03/15/2007 12:57 pm ET | Updated May 25, 2011

"The Party of Law and Order" Decoded

Okay, so we know that the Republican Party officially hates "activist judges."

And we know that they hate trial lawyers with a passion almost as great.

And also we know they utterly hate defense attorneys to the point of apoplexy. (Although the growing number of Congressional Republicans on trial are beginning to see their virtue.)

And seeing comments from top Republican analysts and party leaders dismissing the Lewis Libby verdict, and because it was just a "Washington jury" anyway, they apparently hate jurors, too.

And given that Republicans have underfunded police departments across the country, they seem to hate policemen.

And of course now with news reports of the White House involving itself in the political firings of U.S. Attorneys - with an inquiry even coming whether the entire lot of them could be fired - the highest levels of the Republican Party appear to hate the Justice Department.

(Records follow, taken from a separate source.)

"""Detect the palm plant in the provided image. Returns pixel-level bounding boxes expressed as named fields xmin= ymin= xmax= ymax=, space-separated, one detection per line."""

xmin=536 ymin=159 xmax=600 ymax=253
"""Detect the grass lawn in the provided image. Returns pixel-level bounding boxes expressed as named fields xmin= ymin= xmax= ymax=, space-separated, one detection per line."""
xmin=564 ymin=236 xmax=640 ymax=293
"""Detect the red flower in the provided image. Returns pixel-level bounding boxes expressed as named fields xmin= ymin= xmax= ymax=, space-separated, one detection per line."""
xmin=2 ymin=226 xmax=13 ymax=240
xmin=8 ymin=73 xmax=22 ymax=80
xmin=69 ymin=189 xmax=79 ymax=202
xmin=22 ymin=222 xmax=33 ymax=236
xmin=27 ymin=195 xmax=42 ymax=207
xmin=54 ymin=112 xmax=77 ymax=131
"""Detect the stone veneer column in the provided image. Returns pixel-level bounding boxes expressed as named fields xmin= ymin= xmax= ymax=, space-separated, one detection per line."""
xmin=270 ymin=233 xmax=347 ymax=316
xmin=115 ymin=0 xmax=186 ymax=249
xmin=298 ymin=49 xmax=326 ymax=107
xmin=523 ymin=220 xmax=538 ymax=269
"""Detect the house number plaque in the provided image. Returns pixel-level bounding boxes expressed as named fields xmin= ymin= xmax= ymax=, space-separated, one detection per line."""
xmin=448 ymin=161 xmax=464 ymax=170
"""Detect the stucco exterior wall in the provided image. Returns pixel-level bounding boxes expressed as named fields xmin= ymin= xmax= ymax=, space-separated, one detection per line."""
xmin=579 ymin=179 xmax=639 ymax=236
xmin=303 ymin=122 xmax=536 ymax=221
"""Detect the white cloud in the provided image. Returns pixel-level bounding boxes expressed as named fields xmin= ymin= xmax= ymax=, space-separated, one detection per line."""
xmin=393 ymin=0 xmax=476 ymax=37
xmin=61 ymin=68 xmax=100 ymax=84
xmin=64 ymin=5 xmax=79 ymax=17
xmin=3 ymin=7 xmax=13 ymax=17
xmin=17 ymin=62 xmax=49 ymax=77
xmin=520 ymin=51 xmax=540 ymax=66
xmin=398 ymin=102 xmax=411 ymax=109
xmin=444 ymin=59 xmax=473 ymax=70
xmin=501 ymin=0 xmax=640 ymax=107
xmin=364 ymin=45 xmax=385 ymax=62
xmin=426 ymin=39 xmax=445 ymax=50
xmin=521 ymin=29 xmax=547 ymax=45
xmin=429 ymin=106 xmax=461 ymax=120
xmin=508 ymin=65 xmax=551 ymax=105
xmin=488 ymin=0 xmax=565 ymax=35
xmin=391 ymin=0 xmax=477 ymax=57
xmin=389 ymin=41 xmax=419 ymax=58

And with the Administration regularly ignoring new federal laws with the President issuing over 600 "signing statements," and nary a complaint from the Party, Republicans evidently hate the legal system of statutes, as well.

After all of this, it's become clear what the issue is:

Leadership of the Republican Party hates the law. Period. And they've convinced much of the membership of the party to feel so, too.

This isn't a recent phenomenon. Republicans have long-proclaimed their detestation of most of these legal standards for years, decades in some cases. It's just that the Bush Administration has made it an art form. After all, this is the President who was famously quoted as calling the Constitution of the United States "just a piece of paper."

When the Republican Party didn't hang him out to dry for that, you knew the country was in for a bumpy ride.

We have an Attorney General - the highest law official in the land - who previously wrote a memo to the President and Defense Secretary explaining how the U.S. could ignore the Geneva Convention and justify torture.

We have FBI leadership dismissing abuse of the Patriot Act as really just a mere paperwork oversight.

Then again, this is the Administration who, when given its first opportunity to nominate a Supreme Court justice, gave the name of a person who was generally agreed to be among the most unqualified nominees in history, Harriet Miers - the woman, by the way, who sent the memo about firing all the U.S. Attorney's. (This would all suggest that maybe the White House also hates the Supreme Court, although since it owes its Presidency to that august body, there's probably a certain grudging appreciation.)

And the Republican Congress, indeed Republicans throughout the country, accept all this. All of it - the hatred of "activist judges," trial lawyers, defense attorneys, runaway juries, taxes to fund police departments, federal statutes, U.S. Attorneys and the Justice Department, civil rights, human rights and, presumably, the Constitution.

At what point did the Republican Party get away with convincing the American public that it was the "party of law and order"??! This is a trick worthy of Houdini. It's flimflammery that would make P.T. Barnum proud. It's a fabrication that makes Pinocchio look like a snub-nosed pug.

The only thing that Republicans seem to seriously like about "Law and Order" is that Fred Thompson plays a D.A. on it.

Now, I know that every single Republican doesn't feel this way. There certainly are Republicans outraged by the abuses and anti-law attitudes of the vast majority of their party. (These Republicans are generally known as "disenfranchised." Or "conservative Democrats.")

And I also know that most other Republicans who have made it this far reading are likely up in arms, spitting nails, insistent that they love law and order even more than common decency itself. Of course, this is the same mantra they've been spitting for decades. But the reality is, if you hate "activist judges," trial lawyers, defense attorneys, runaway juries, taxes to fund police departments, the Justice Department, human rights and think it's okay to consider the Constitution "just a piece of paper," then you can spew all you want, but you hate the law.

Because the whole point of the law is that it is blind. (You know, that whole "Justice is blind" thingee? It's not just a slogan, bucko.) The law pastes everyone equally, and if you don't like how it applies to you, tough tooties, you still can't drive 60 MPH in a school zone. If you don't like a law, you hit the pavement and work to change it -

- and hope and pray that once you've changed the law, there's not a President in office who will ignore it with a "signing statement."

The Republican Party is no more the "party of law and order" than a kegger is a party of good manners and fine tea.

The next time a Republican struts around, puffing out his chest to make sure you see the plastic flag decal pinned there, and proclaims he's in the party of law and order, ask whether you can join and if you should bring your toga.